Cell growth is modelled as exponential, based on population doubling times τ_d observed in experiments. From the doubling time, we derive the growth rate r:

\[r = 2^{1/\tau_d} - 1\]

In each time step Δta, each agent has a probability r · Δta of dividing and forming a new agent in a neighbouring empty grid cell. If no neighbouring empty grid cell is available, the agent cannot divide due to spatial constraints. The new agent is assigned a random orientation independent of the parent agent. Throughout the results and discussion sections, we primarily use the doubling time τ_d rather than the growth rate r to describe growth dynamics, as it provides a more intuitive interpretation of population expansion.

Model Visualisation

The visualisation integrates all three components of the model into a single composite image (Figure 5). The agents are represented by a vector plot, where each arrow corresponds to one agent. These arrows indicate the current direction of movement, with additional colour-coding to distinguish agent orientations.

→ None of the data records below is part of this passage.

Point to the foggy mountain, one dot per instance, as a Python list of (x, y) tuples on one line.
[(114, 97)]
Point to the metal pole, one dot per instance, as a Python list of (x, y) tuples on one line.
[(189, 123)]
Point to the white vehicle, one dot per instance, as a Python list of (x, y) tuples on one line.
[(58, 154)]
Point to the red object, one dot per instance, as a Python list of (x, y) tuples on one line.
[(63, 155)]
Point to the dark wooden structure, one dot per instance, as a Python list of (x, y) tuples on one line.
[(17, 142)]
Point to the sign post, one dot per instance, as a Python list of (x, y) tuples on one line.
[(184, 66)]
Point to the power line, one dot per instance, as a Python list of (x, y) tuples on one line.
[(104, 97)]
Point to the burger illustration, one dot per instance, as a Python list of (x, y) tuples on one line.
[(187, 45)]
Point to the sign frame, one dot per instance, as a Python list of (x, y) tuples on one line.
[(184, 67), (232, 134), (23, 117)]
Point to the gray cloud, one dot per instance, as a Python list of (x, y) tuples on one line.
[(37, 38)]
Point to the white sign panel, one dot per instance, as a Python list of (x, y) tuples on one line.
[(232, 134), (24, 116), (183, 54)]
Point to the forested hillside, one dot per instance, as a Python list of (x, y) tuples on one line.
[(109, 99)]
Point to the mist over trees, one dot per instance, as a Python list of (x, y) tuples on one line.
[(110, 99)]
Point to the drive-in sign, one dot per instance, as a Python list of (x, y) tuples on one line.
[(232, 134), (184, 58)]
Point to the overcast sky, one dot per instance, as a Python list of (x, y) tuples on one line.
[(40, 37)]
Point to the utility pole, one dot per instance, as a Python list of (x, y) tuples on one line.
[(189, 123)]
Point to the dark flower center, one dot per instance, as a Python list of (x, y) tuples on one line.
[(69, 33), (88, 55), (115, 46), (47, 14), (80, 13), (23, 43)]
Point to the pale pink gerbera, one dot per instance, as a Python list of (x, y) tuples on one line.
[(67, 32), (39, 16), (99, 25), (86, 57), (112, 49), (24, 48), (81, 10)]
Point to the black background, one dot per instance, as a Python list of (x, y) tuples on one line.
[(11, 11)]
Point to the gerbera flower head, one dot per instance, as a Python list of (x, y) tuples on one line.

Figure 5. Visualisation scheme of one model simulation after 9 h with default parameters and L = x = y = 15 mm: (a) The ~5×10⁵ agents are displayed as a vector plot where each agent is represented by an arrow pointing in its current direction. The direction is additionally colour-coded. Due to the high number of agents, it is not possible to distinguish individuals. (b) The gradient grid is visualised by a heat map where relative concentration values map to colours (colourbar on the right), with yellow representing the highest concentration in the system and purple the lowest. (c) The ABM grid is displayed as a binary mask where non-colony regions (k < 0) are shaded grey and regions within the colony (k ≥ 0) are transparent. (d) The three components of the model are plotted together in a single plot containing all information. (e) Zoomed-in view of the complete plot to better visualise individual agents in their crowded environment. The agents are colour-coded according to their direction.

The chemical gradient is displayed as a heat map with concentration values mapped to a colour scale. Since it is not yet clear which chemical is responsible for chemotactic alignment in trypanosome colonies, and concentrations for the candidate chemicals have not been measured, the absolute values of the concentration are less important than the relative concentration gradients in the system, which drive agent behaviour. Therefore, in all visualisations, the colourbar is auto-scaled to the maximum concentration present in each specific image. This approach allows us to visualise the relative concentration gradients consistently across all images using the same colour scaling, even though the absolute concentration values may differ substantially between different simulation conditions or time points. The ABM grid is visualised as a binary mask where non-colony regions appear grey whilst colony regions are transparent. These three visual elements are layered to provide a comprehensive view of the entire system, enabling intuitive observation of emerging patterns during simulation.

Most images shown in the subsequent sections do not display individual agents, as it is not possible to discern individual agents for simulations with realistic agent numbers, and most analysis focuses primarily on the morphology of the ABM grid.